A proposal to rename the Severn Bridge after the Queen could “reignite arguments of toxic nationalism” on the England-Wales border, councillors fear.
The Queen opened the crossing, now part of the M48, in 1966 and will celebrate an unprecedented 70 years on the throne in 14 months’ time.
But the council’s opposition Labour group abstained during the vote on the motion, tabled by Conservative Cllr Matthew Riddle, after party deputy leader Cllr Ian Boulton said it could spark long-forgotten hostilities between the two nations.
Cllr Boulton said: “My dad was on duty as a police officer at the opening of the Severn Bridge.
“Dad was responsible for staying close to hand to the Gloucestershire chief constable with the technology of the day – a large radio backpack – to keep in touch with HQ because threats of terrorist attacks from the Free Welsh Army were real and everyone was on a state of alert.
“We forget about The Free Welsh Army, however, genuine sensitivities remain as real today as they were in 1966, which could be hurtful, divisive and to the detriment of the efforts over the decades and to the very institution this proposal is seeking to honour.”
He said the name change could “embarrass” the Queen and the council because of a lack of consultation with Welsh politicians and the Lord Lieutenant of Gwent.
Cllr Boulton said that instead of “igniting feelings of patriotism” it could “reignite arguments of toxic nationalism on both sides of the border”, which would make the idea a “poisoned chalice” for Buckingham Palace.
Lib Dem group deputy leader Cllr Maggie Tyrrell said: “I don’t think anyone would deny that the Queen has served this country with the utmost dedication for a remarkable 70 years and that her Platinum Jubilee should be marked and celebrated in some way.
“What is worrying about this motion is that it’s completely uncosted.”
She said a Freedom of Information request last year revealed Highways England spent £216,000 to change the signs of the Second Severn Crossing when it was renamed the Prince of Wales Bridge to mark the heir’s 70th birthday and 60th anniversary of assuming the royal title.
Cllr Tyrrell said: “People might wonder why we are suggesting spending an unspecified but undoubtedly large amount of public money on naming a bridge for whatever reason.

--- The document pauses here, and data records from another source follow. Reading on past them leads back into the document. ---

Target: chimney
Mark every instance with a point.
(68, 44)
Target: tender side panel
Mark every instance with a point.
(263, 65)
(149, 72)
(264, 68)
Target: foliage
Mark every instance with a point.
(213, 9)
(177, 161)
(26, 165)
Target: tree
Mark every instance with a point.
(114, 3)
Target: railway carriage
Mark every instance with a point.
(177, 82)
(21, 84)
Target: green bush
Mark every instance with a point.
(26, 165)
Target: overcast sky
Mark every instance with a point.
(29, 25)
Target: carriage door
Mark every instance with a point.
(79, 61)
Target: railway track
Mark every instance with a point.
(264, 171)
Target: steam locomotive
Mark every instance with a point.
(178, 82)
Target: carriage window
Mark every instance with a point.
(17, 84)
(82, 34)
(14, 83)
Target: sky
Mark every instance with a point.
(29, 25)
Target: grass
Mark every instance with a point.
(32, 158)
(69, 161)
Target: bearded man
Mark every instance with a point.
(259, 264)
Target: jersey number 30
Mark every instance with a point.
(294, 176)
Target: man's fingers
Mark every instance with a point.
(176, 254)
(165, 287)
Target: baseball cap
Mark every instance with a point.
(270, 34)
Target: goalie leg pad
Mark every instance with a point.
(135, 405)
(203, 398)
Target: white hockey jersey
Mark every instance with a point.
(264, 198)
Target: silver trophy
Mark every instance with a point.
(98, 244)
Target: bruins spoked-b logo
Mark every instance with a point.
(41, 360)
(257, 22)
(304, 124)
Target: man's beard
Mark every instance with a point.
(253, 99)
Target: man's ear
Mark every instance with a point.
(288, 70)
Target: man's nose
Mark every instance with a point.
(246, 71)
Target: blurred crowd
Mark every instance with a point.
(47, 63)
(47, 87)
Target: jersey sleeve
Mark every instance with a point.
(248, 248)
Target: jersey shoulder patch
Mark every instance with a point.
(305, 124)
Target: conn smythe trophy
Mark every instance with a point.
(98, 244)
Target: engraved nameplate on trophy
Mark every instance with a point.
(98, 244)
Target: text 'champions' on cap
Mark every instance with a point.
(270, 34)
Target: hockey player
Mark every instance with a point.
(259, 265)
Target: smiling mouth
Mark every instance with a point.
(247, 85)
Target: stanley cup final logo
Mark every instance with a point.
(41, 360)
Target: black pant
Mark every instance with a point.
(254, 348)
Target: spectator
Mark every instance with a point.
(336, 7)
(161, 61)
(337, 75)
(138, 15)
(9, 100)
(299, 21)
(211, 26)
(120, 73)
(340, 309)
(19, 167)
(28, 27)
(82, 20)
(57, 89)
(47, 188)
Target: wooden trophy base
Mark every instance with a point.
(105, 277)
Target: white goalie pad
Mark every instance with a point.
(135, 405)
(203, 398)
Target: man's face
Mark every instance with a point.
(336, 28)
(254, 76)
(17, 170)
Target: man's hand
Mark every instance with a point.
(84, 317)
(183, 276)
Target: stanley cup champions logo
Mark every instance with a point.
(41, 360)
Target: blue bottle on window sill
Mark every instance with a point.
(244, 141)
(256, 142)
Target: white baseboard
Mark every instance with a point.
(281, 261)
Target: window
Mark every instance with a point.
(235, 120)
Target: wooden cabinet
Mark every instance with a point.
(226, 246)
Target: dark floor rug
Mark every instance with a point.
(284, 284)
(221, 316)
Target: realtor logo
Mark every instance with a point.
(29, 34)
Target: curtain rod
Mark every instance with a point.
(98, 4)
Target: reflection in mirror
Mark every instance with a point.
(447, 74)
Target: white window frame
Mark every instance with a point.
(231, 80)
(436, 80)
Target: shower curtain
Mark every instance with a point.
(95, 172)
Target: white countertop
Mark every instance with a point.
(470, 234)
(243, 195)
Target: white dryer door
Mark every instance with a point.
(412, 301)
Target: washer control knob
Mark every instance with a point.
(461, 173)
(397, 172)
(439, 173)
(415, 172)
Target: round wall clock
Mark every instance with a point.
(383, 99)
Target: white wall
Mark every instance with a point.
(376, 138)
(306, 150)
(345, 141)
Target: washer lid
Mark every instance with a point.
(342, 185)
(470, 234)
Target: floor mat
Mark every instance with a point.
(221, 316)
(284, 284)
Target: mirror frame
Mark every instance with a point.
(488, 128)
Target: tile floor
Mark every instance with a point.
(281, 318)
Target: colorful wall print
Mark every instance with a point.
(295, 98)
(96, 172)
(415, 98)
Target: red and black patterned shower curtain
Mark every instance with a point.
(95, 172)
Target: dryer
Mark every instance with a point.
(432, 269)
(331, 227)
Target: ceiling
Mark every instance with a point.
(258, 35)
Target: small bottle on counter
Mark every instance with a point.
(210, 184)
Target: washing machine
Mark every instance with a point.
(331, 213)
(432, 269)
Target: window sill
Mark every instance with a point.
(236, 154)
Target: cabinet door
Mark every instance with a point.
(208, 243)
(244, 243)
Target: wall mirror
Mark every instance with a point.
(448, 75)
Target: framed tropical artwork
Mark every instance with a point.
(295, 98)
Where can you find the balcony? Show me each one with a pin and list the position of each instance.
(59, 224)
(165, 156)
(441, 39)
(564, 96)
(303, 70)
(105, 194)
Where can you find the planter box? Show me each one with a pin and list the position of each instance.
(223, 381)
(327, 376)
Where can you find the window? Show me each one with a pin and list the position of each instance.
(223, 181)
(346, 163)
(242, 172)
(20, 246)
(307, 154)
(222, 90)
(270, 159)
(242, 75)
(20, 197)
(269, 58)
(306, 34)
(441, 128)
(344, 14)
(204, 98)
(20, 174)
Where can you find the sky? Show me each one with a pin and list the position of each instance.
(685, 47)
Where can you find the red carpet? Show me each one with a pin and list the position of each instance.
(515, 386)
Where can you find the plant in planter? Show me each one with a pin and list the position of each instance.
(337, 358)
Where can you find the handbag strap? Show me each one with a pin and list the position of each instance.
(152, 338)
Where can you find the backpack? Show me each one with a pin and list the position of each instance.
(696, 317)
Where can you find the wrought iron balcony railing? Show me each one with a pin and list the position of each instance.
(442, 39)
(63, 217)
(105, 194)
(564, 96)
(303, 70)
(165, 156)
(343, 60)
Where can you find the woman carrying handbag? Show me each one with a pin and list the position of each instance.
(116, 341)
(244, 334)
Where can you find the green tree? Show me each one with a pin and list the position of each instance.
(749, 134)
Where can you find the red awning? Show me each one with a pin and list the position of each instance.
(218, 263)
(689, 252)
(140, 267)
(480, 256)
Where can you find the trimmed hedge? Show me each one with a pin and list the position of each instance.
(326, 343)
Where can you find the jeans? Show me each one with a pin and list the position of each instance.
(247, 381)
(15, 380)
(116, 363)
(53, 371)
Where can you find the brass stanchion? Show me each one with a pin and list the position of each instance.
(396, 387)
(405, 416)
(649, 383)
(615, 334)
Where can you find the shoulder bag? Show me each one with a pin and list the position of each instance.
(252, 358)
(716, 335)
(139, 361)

“If public money is to be spent, we would prefer to see it spent on a project that is of benefit to the community which, to be frank, the name on a bridge isn’t.
“Much as I respect the Queen and all that she’s done, there might be better ways to spend that sort of money in marking her reign.”
Severn Vale ward Cllr Riddle told the full council meeting that the monarch was a true inspiration and renaming the Severn Bridge after her would be an ideal tribute.
He said: “I was quite critical of Highways England when they changed the Second Severn Crossing to become the Prince of Wales Bridge.
“If this goes forward, they are going to have to reflect very carefully about how much money they spend on this project.
“Hopefully lessons have been learned.”
Cllr Riddle said he had left the wording of the new name “quite loose” in his motion so it could be decided on after careful consideration.
“If the secretary of state is keen on this idea, I would expect him to launch a full consultation, not only on the name but also on the need for it,” he added.
Members passed the motion by 32 votes to three, with 23 abstentions.
A common misconception is that the suspension bridge links England and Wales, but it actually stretches between South Gloucestershire and the county of Gloucestershire over the Beachley peninsula, with an additional smaller bridge over the adjacent River Wye taking motorists into Wales.
The Queen will become the first British monarch to reach the historic milestone on February 6, 2022.
Last month the Government announced it would be celebrated with a “once-in-a-generation show” and a programme of events over a four-day bank holiday weekend in June 2022.